The usual common graph which is easier to plot on the graph is $y=\ln x$.
The graph is an increasing graph with range being $\left( -\infty ,\infty \right)$.
The domain for the graph $y=\ln x$ is $\left( 0,\infty \right)$.

Now depending on the above-mentioned graph, we are going to find the graph of $y=\ln x-1$
The change between $y=\ln x$ and $y=\ln x-1$ is that for a particular value of $x$, we are going to find the value of $y$ being 1 less than the previous value for $y=\ln x$.
This means that we are going to lower the graph with respect to the previous graph line which is for $y=\ln x$ at the time of changing the graph from $y=\ln x$ to $y=\ln x-1$.

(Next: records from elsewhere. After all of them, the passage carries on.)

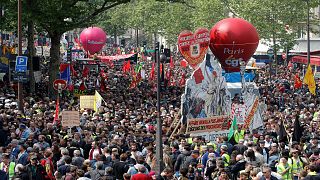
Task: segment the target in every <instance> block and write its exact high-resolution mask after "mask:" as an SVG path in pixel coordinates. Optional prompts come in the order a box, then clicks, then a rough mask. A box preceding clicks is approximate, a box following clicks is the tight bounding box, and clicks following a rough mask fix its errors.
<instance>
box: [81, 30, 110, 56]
mask: <svg viewBox="0 0 320 180" xmlns="http://www.w3.org/2000/svg"><path fill="white" fill-rule="evenodd" d="M80 41H81V44H82V47H83V49H84V50H85V51H89V53H90V54H94V53H97V52H99V51H100V50H101V49H102V47H103V46H104V45H105V44H106V41H107V35H106V33H105V32H104V31H103V30H102V29H101V28H98V27H89V28H86V29H84V30H83V31H82V32H81V34H80Z"/></svg>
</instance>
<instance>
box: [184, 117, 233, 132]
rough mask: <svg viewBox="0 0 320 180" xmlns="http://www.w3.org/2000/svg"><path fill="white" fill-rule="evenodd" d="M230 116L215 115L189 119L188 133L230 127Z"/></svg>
mask: <svg viewBox="0 0 320 180" xmlns="http://www.w3.org/2000/svg"><path fill="white" fill-rule="evenodd" d="M228 121H229V116H213V117H210V118H198V119H189V120H188V123H187V133H190V134H196V133H202V132H212V131H221V130H225V129H228Z"/></svg>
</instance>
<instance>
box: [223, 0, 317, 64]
mask: <svg viewBox="0 0 320 180" xmlns="http://www.w3.org/2000/svg"><path fill="white" fill-rule="evenodd" d="M310 1H311V0H310ZM224 2H225V4H226V5H227V7H228V9H230V10H231V11H232V12H234V15H235V16H238V17H241V18H244V19H246V20H248V21H249V22H251V23H252V24H253V25H254V26H255V27H256V28H257V31H258V33H259V36H260V39H262V40H267V41H270V40H271V42H272V44H271V45H272V46H273V49H274V52H275V57H276V55H277V52H278V51H279V49H280V48H282V49H291V48H292V47H293V46H294V45H295V39H296V38H297V33H298V32H299V29H300V28H301V22H305V21H306V16H307V6H306V2H304V1H301V0H287V1H279V0H268V1H265V0H244V1H237V0H224ZM312 5H313V6H315V5H316V4H314V2H312ZM260 7H263V8H260ZM311 7H312V6H311ZM303 26H305V25H303ZM275 59H276V58H275Z"/></svg>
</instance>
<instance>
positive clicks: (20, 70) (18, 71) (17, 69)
mask: <svg viewBox="0 0 320 180" xmlns="http://www.w3.org/2000/svg"><path fill="white" fill-rule="evenodd" d="M27 65H28V57H27V56H17V58H16V72H26V71H27Z"/></svg>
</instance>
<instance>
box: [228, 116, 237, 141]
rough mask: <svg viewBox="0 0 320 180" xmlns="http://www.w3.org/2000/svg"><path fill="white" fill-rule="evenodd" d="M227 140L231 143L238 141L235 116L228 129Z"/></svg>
mask: <svg viewBox="0 0 320 180" xmlns="http://www.w3.org/2000/svg"><path fill="white" fill-rule="evenodd" d="M228 141H229V142H230V143H231V144H233V145H234V144H237V142H239V135H238V125H237V118H236V116H235V117H234V118H233V121H232V124H231V126H230V129H229V134H228Z"/></svg>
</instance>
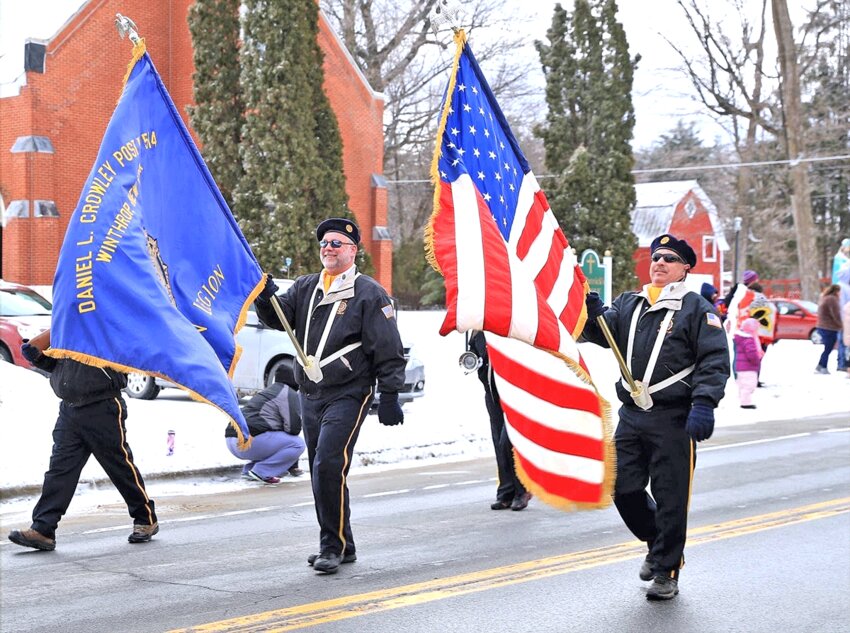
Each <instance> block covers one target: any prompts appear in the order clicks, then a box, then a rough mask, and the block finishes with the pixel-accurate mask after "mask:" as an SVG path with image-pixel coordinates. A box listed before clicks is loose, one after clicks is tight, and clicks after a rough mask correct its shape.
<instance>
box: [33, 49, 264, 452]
mask: <svg viewBox="0 0 850 633" xmlns="http://www.w3.org/2000/svg"><path fill="white" fill-rule="evenodd" d="M53 283H54V285H53V299H54V311H53V319H52V326H51V335H50V339H51V349H50V350H48V352H47V353H48V355H50V356H53V357H55V358H60V357H67V358H74V359H76V360H79V361H81V362H83V363H87V364H90V365H98V366H109V367H113V368H116V369H118V370H120V371H126V372H131V371H133V372H142V373H145V374H149V375H154V376H159V377H161V378H165V379H167V380H169V381H171V382H173V383H175V384H177V385H179V386H180V387H182V388H184V389H186V390H187V391H189V393H190V394H191V395H192V397H193V398H195V399H197V400H201V401H203V402H207V403H209V404H212V405H213V406H215V407H217V408H218V409H220V410H221V411H223V412H224V413H226V414H227V415H228V416H229V417H230V419H231V424H233V425H234V426H235V427H236V428H237V432H238V434H239V436H240V437H239V440H240V444H242V445H243V446H244V443H245V442H246V441H247V440H248V438H249V435H248V428H247V425H246V423H245V419H244V417H243V415H242V413H241V411H240V410H239V405H238V398H237V395H236V392H235V390H234V388H233V385H232V383H231V382H230V376H232V375H233V370H234V368H235V366H236V363H237V361H238V360H239V353H240V351H241V350H240V349H239V348H238V347H237V344H236V341H235V334H236V332H238V330H239V328H241V327H242V324H243V323H244V321H245V314H246V311H247V309H248V308H249V306H250V304H251V303H252V302H253V300H254V299H255V298H256V296H257V294H259V292H260V290H261V289H262V287H263V284H264V277H263V272H262V269H261V268H260V266H259V264H258V263H257V260H256V258H255V257H254V254H253V253H252V252H251V249H250V247H249V246H248V243H247V242H246V241H245V238H244V236H243V235H242V232H241V231H240V230H239V226H238V225H237V224H236V221H235V220H234V218H233V215H232V214H231V213H230V210H229V209H228V207H227V203H226V202H225V201H224V198H222V195H221V192H220V191H219V190H218V187H217V186H216V184H215V182H214V181H213V178H212V176H211V175H210V173H209V170H208V169H207V166H206V164H205V163H204V160H203V158H201V155H200V153H199V152H198V149H197V147H196V146H195V144H194V142H193V141H192V137H191V136H190V134H189V131H188V130H187V129H186V126H185V125H184V124H183V121H182V119H181V118H180V115H179V114H178V112H177V109H176V107H175V106H174V103H173V102H172V100H171V97H170V96H169V95H168V92H167V91H166V89H165V86H164V85H163V83H162V80H161V79H160V77H159V74H158V73H157V72H156V68H154V65H153V62H152V61H151V59H150V56H149V55H148V53H147V52H146V50H145V44H144V40H140V41H139V42H138V43H137V44H136V45H135V47H134V49H133V60H132V61H131V63H130V66H129V69H128V72H127V76H126V78H125V81H124V89H123V92H122V94H121V98H120V100H119V101H118V105H117V106H116V108H115V111H114V113H113V115H112V118H111V120H110V122H109V125H108V126H107V128H106V132H105V133H104V136H103V141H102V142H101V146H100V150H99V152H98V156H97V160H96V161H95V164H94V167H93V168H92V170H91V174H90V175H89V177H88V180H87V181H86V183H85V186H84V187H83V191H82V194H81V196H80V200H79V202H78V203H77V208H76V209H75V211H74V214H73V216H72V217H71V220H70V223H69V225H68V229H67V232H66V234H65V241H64V243H63V245H62V250H61V252H60V254H59V262H58V265H57V269H56V275H55V279H54V282H53Z"/></svg>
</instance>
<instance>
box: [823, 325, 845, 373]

The domain for the graph $y=\ln x-1$ is $\left( 0,\infty \right)$.
The range for the graph $y=\ln x-1$ is $\left( -\infty ,\infty \right)$.

Note: We need to be careful about the change from $y=\ln x$ to $y=\ln x-1$. The lowering or ascending of the graph is dependent on the constant value that is being added. If the value is positive then graph ascends and if the value is negative then it descends.